- Developer: Sega
- Publisher: Sega
- Series: OutRun
- Platform: Master System
- Release: EU: June 1989;
- Genre: Racing
- Mode: Single-player

= OutRun 3-D =

1989 video game

Out Run 3-D is the second of four OutRun racing games developed for the Master System. It was released in 1989. Although based on the original and similar in design, it is a separate game and not a three-dimensional version of the original Out Run.

The game was one of eight Master System titles developed for use with Sega's stereoscopic 3-D glasses, but it also features a standard 2-D mode which may be accessed by pressing the Pause button when the title screen appears.

==Gameplay==
The driver interface and controls in OutRun 3-D are largely the same as those of its predecessor, with a two-speed manual gearbox and a top speed of 293 km/h.

The overall road network is also arranged in the same fashion as the first Master System Out Run game. Starting from the same tropical landscape (named Coconut Beach), on each trip the player is likewise presented sequentially with four junctions - each with a choice of two turns - with the goal of ending at one of five destinations before the timer runs out.

The landscapes, however, differ in varying degrees to the original, and the shapes of the roads are unique. Also unlike the original title, OutRun 3-D allows the player to choose between three difficulty settings - Beginner, Average and Expert - which changes the weather as well as the road layout of each leg of the journey.

Graphically the game resembles its predecessor and, like the original, features a red Ferrari Testarossa Spider, but most of the sprites were re-drawn and a variety of new visual elements were included, such as a long tunnel, roadside shorelines and certain weather effects, as well as an exhaust backfire animation on the player's vehicle.

===Music===
OutRun 3-D has four selectable tracks, including a remixed version of "Magical Sound Shower" from the original Out Run, as well as "Midnight Highway", "Colour Ocean" and "Shining Wind", written by Chikako Kamatani. A new version of the original's "Last Wave" is also introduced at the score screen.

==Reception==
Computer and Video Games magazine rated the game 81% in 1989.

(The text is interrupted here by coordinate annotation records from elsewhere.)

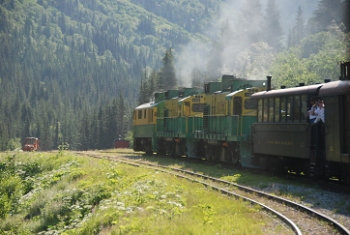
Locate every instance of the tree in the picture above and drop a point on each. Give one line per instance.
(167, 76)
(326, 12)
(298, 31)
(272, 33)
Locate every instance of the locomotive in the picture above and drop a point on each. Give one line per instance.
(245, 122)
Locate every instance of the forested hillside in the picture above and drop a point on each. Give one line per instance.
(71, 71)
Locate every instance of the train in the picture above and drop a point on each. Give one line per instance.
(247, 123)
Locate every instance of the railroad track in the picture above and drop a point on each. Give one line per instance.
(299, 218)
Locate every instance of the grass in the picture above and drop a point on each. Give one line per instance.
(50, 193)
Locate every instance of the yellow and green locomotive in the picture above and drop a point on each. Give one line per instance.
(212, 123)
(245, 122)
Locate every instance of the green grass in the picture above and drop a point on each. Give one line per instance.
(50, 193)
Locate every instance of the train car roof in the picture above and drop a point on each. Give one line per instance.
(312, 89)
(146, 105)
(233, 93)
(335, 88)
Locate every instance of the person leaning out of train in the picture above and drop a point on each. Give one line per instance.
(312, 117)
(319, 111)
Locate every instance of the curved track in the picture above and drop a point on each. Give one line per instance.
(299, 218)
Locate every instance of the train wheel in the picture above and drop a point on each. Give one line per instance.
(148, 149)
(232, 156)
(346, 174)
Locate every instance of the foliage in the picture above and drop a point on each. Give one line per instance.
(71, 72)
(77, 195)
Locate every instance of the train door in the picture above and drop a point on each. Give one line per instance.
(345, 124)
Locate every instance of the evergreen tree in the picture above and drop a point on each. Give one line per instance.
(327, 11)
(167, 76)
(298, 31)
(272, 28)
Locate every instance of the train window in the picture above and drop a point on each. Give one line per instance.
(150, 115)
(304, 104)
(237, 105)
(289, 108)
(139, 114)
(283, 109)
(265, 110)
(197, 107)
(296, 109)
(260, 110)
(187, 109)
(271, 109)
(277, 110)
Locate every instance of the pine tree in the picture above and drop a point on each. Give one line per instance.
(327, 11)
(298, 31)
(272, 28)
(167, 76)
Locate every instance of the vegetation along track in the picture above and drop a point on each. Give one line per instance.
(299, 218)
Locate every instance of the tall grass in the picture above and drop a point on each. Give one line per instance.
(78, 195)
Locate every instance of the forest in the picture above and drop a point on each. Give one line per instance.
(71, 71)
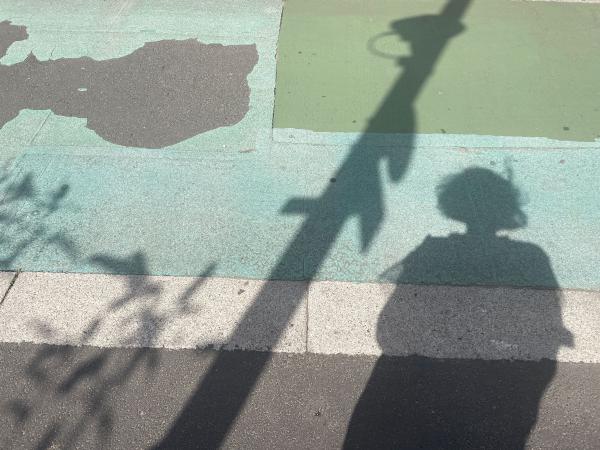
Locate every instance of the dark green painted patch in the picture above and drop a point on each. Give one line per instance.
(516, 69)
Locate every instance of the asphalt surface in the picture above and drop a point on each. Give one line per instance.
(86, 397)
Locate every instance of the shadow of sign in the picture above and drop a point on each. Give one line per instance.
(160, 94)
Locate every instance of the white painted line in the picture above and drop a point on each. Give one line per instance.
(344, 318)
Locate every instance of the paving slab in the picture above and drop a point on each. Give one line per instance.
(515, 69)
(123, 398)
(454, 322)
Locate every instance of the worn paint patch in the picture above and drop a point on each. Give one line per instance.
(160, 94)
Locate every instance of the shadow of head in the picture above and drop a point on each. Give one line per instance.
(483, 200)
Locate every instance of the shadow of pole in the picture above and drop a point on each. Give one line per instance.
(206, 418)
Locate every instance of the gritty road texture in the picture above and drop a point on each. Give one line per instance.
(85, 397)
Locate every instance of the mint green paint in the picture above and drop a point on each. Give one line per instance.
(113, 29)
(518, 69)
(183, 213)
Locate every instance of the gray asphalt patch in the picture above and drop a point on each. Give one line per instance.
(160, 94)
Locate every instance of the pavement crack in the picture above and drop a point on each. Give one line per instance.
(11, 284)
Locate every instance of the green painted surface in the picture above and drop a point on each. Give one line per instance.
(517, 69)
(166, 213)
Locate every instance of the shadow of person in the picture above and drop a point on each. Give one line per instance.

Mean Machines Sega magazine awarded OutRun 3-D an overall score of 81%. While pointing out that the game was not as smooth as the first Master System Out Run title, the MMS team described it as being perhaps the best stereoscopic 3-D game on the market.

==Port==
The game was later ported to Nintendo 3DS by M2 and released as a part of Sega 3D Reprint Archives on 18 December 2014.